On 30th May 2021, Danish state broadcaster DR revealed that the U.S. National Security Agency (NSA) has used a partnership with Denmark’s foreign intelligence unit to spy on senior officials of neighbouring countries. The leaders spied upon by the US included German Chancellor Angela Merkel. The findings are the result of an internal investigation in the Danish Defence Intelligence Service from 2015 into US NSA’s role in the partnership. The United States has long spied on foreign governments.
In 2013, National Security Agency contractor Edward Snowden blew the whistle on the mass surveillance of Americans' telephone records.Wanted by US, granted asylum by Russia. In 2014, President Obama had defended the controversial spying programme as necessary to safeguard the security of America and its allies. In 2020, a court ruled that the US government’s surveillance programme was illegal. Denmark is a close ally of the United States. It hosts several key landing stations for sub-sea internet cables to and from Sweden, Norway, Germany, Holland and the U.K.
How was the spying carried out?
NSA’s spying on politicians and officials in Denmark’s neighbouring countries was carried out through a special technical system, which the NSA and FE (Danish Defence Intelligence Service) used to intercept communications from Danish internet cables.
Sources describe the spy system as the FE's most effective tool when it comes to accessing information on everything from terrorist plots to information about Russia and China. The sources describe the spy system as the crown jewel of the FE. The NSA had used phone numbers as search parameters to pull the communications of politicians and officials out of the extensive data flows that run through internet cables to and from Denmark. The NSA then intercepted everything from text messages to phone calls that passed through cables on the way to and from the phones of politicians and officials.
Why was there an investigation?
The internal investigation in the Danish Defence Intelligence Service (FE) was launched in 2014 following concerns about Edward Snowden’s leaks in 2013, revealing how the NSA works. However, upon receiving the Dunhammer findings, FE’s top
management at the time did not scrap the collaboration with the NSA.
Danish Minister of Defence Trine Bramsen, who took over the defence portfolio in June 2019, was informed of the spying in August 2020. She immediately suspended the head of the Defence Intelligence Service and three other officials.
What had the investigation revealed?
According to the investigation, the US National Security Agency (NSA) used a collaboration with FE to eavesdrop on Danish information cables to spy on senior officials in Sweden, Norway, France and Germany from 2012 to 2014.

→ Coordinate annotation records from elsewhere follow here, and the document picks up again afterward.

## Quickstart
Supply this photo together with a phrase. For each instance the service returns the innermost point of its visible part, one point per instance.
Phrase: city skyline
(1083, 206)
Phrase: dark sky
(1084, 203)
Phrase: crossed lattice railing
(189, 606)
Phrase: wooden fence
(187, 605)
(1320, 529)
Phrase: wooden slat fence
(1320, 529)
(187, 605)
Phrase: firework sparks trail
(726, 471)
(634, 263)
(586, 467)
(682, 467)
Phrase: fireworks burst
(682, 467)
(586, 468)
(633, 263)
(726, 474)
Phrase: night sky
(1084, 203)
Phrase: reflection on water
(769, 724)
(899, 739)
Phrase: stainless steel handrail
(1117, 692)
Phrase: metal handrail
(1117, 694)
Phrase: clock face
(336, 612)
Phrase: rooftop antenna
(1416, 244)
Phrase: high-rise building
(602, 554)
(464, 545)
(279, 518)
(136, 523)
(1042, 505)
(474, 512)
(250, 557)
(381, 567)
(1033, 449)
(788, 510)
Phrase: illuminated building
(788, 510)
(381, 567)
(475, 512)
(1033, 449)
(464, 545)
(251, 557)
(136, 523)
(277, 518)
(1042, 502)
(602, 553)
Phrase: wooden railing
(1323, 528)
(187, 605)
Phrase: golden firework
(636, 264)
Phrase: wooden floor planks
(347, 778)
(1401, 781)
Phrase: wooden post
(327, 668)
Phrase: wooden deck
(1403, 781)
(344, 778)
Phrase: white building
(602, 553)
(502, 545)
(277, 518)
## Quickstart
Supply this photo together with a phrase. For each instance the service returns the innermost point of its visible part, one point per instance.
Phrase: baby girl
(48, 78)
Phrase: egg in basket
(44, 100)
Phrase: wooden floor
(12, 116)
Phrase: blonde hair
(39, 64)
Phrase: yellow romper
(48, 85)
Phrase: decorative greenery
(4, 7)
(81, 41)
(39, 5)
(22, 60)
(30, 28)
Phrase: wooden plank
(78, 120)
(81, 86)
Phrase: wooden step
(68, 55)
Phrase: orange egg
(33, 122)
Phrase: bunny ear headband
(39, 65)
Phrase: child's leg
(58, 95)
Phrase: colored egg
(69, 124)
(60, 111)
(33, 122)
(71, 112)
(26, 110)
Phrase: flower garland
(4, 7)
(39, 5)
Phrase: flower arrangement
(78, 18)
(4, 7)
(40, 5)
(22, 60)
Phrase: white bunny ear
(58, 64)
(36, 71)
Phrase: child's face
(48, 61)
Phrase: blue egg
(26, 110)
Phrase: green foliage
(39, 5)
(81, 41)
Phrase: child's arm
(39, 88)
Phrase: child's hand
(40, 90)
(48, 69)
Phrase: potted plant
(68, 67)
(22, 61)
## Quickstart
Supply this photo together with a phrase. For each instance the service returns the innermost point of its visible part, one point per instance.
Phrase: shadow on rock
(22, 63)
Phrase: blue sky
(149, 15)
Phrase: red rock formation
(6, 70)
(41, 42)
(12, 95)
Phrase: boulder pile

In addition to Merkel, the NSA also spied on then-German Foreign Minister Frank-Walter Steinmeier and former German opposition leader Peer Steinbruck. Danish Defence Minister Bramsen declined to comment on the report but told the state broadcaster (DR) that the “systematic eavesdropping of close allies is unacceptable”.
Joe Biden’s role?
Whistle blower Edward Snowden accused US President Joe Biden of being “deeply involved” in the case. Biden was vice-president when Snowden blew the lid on the NSA’s mass spying programme. It is not illegal for the FE to help a partner spy on other countries. However, the incident has resulted in political inflammation, because the FE has allowed the NSA to spy on politicians in Denmark’s neighbouring countries by intercepting cables in and out of Denmark. This is a delicate matter for Denmark and its European neighbours.
Reaction
In Sweden, Swedish Parliamentarian Jens Holm described it as "extremely outrageous and surprising" that the FE has allowed the NSA to spy on Swedish politicians. “It is an affront to Sweden as a country, as we as politicians represent the Swedish people. We represent Sweden.” He points out that it is not only politicians' own communications that the NSA has gained access to through cooperation with the FE. The NSA has also been able to intercept communications from people who contact politicians, like: People who are hiding illegally, because they are persecuted in their home country. Journalists who will discuss sensitive issues. Political activists, opposition politicians from other countries and so on. Sweden’s Defence Minister Peter Hultqvist told Swedish SVT broadcaster that he “demanded full information on these things.”
Norway’s Defence Minister Frank Bakke-Jensen has said that they “take the allegations seriously.” On 31st May.
France’s Europe Minister Clement Beaune said: “Between allies, there must be trust, a minimal cooperation, so these potential facts are serious.”